6,949 reviews24 followers
June 12, 2019
A honest title would have been *What WE mean when we say Capitalism*.
93 reviews1 follower
February 15, 2021
(it's Douglas Dowd, not Down)

Dowd, who taught political economics and economic history. His books are many. This one is a collection of essays by Dowd and other contemporaries, each of varying intellectual value. His chapter on Thorstein Veblen was my favorite.

He also lays out some important basics that any Freshman considering a major in economics would do well to take seriously:

"One can gain a Ph D in Economics in the United States and, while learning a great deal of economic theory, never learn anything about the economy."

"The problem with economics arises from its principle of selection, which questions it asks and -- at least as important -- does not ask, what is abstracted from and what is and is not focused upon, and why - or ultimately, saying something like the same thing, who gains and who loses from policies flowing from the theory."
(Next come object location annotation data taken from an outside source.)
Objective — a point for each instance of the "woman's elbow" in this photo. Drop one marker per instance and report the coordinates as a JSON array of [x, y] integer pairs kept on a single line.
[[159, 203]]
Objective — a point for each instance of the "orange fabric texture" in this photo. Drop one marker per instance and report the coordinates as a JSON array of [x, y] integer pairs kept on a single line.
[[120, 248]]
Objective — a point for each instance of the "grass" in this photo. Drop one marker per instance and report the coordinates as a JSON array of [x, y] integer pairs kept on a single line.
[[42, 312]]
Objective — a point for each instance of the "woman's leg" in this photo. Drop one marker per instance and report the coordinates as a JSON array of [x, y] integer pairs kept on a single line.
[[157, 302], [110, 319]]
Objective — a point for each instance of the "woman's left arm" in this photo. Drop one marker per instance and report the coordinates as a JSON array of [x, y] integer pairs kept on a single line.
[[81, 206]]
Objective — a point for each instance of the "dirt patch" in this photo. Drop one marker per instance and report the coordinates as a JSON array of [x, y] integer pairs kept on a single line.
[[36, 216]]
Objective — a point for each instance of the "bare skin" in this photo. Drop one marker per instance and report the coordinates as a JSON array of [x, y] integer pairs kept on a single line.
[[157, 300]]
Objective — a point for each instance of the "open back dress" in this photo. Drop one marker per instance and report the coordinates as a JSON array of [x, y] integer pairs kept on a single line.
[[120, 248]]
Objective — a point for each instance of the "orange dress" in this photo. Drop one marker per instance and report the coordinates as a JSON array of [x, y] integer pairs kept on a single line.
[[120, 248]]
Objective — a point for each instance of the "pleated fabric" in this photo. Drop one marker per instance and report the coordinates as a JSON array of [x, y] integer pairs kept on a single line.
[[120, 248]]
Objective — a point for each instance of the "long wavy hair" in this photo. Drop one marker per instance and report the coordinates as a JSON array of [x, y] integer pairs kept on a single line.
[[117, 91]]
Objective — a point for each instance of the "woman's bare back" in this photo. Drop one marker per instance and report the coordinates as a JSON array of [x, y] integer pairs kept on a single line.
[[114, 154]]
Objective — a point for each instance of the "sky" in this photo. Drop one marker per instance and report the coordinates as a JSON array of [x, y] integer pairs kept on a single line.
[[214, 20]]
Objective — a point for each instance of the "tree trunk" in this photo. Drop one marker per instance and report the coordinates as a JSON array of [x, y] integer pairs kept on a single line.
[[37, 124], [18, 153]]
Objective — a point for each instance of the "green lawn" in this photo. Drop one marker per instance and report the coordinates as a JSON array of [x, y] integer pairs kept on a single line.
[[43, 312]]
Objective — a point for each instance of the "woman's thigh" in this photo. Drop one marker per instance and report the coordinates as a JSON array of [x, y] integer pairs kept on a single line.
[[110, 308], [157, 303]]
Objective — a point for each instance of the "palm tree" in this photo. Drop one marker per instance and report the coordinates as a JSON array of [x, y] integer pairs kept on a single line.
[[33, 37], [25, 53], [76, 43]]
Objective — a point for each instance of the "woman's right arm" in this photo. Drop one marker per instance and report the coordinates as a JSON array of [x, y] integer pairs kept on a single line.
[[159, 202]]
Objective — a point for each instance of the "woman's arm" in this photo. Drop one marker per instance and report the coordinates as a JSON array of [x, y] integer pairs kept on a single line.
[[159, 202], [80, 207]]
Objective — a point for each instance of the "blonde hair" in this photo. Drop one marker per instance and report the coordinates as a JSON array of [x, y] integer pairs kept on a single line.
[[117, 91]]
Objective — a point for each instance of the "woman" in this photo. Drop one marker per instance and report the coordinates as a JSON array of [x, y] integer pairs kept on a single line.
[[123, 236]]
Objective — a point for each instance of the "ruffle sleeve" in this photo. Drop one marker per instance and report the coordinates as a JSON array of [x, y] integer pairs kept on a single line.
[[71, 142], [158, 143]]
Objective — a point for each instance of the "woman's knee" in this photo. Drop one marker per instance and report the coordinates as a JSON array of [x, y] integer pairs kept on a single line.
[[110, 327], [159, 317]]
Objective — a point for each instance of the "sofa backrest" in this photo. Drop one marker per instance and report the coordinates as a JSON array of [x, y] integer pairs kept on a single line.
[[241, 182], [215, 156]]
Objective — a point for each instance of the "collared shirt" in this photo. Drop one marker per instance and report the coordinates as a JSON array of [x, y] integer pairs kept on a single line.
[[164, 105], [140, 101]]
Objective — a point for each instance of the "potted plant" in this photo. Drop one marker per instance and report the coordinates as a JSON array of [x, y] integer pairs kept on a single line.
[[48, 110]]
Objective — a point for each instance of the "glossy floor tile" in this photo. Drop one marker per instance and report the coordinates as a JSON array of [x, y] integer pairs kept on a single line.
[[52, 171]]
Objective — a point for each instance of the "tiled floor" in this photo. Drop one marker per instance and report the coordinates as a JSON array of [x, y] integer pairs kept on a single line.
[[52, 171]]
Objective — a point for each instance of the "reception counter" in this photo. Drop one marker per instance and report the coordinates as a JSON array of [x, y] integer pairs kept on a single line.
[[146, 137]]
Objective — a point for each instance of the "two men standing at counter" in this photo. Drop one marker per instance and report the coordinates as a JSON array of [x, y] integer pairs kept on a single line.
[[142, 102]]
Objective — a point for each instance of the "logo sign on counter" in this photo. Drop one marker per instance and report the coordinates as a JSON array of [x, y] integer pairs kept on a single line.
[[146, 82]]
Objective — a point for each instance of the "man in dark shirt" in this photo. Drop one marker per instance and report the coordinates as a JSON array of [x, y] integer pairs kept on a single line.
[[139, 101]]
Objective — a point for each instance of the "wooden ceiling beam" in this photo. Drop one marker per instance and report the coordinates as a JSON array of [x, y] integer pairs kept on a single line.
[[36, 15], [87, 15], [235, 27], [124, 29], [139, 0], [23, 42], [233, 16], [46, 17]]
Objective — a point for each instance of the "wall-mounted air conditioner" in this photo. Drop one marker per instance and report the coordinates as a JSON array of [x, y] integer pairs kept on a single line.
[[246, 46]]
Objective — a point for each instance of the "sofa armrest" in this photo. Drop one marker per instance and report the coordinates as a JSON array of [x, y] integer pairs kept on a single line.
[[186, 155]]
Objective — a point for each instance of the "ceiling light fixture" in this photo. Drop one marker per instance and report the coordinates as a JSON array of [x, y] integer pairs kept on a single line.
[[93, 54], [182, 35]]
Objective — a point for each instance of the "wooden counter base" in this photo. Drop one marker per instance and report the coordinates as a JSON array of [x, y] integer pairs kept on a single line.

Dowd's chapter on Thorstein Veblen is also probably the best contributions to the book. Other chapters include one on Gramsci (by Carl Boggs).

About Veblen: "explicit throughout his writings is Veblen's conviction that U.S. capitalism was simultaneously the most efficient and the most wasteful system in all history, and would become always more so in both respects ... the waste is found in what is produced, how it is marketed, and its socioeconomic costs."

"In most of his writings Veblen was famously sardonic and witty, as well as convolute in his sentences -- deliberately so, it seems, in order to soften or to camouflage the radical nature of his observations and conclusions. Understanding his society as well as he did, he inferred that the pill of serious social criticism will be swallowed only when it is coated with the sugar of humor."

...illustrated in a footnote by ths interesting anecdote:

Veblen's proposed subtitle for The Higher Learning was not permitted by the publishers: "A Study in Total Depravity."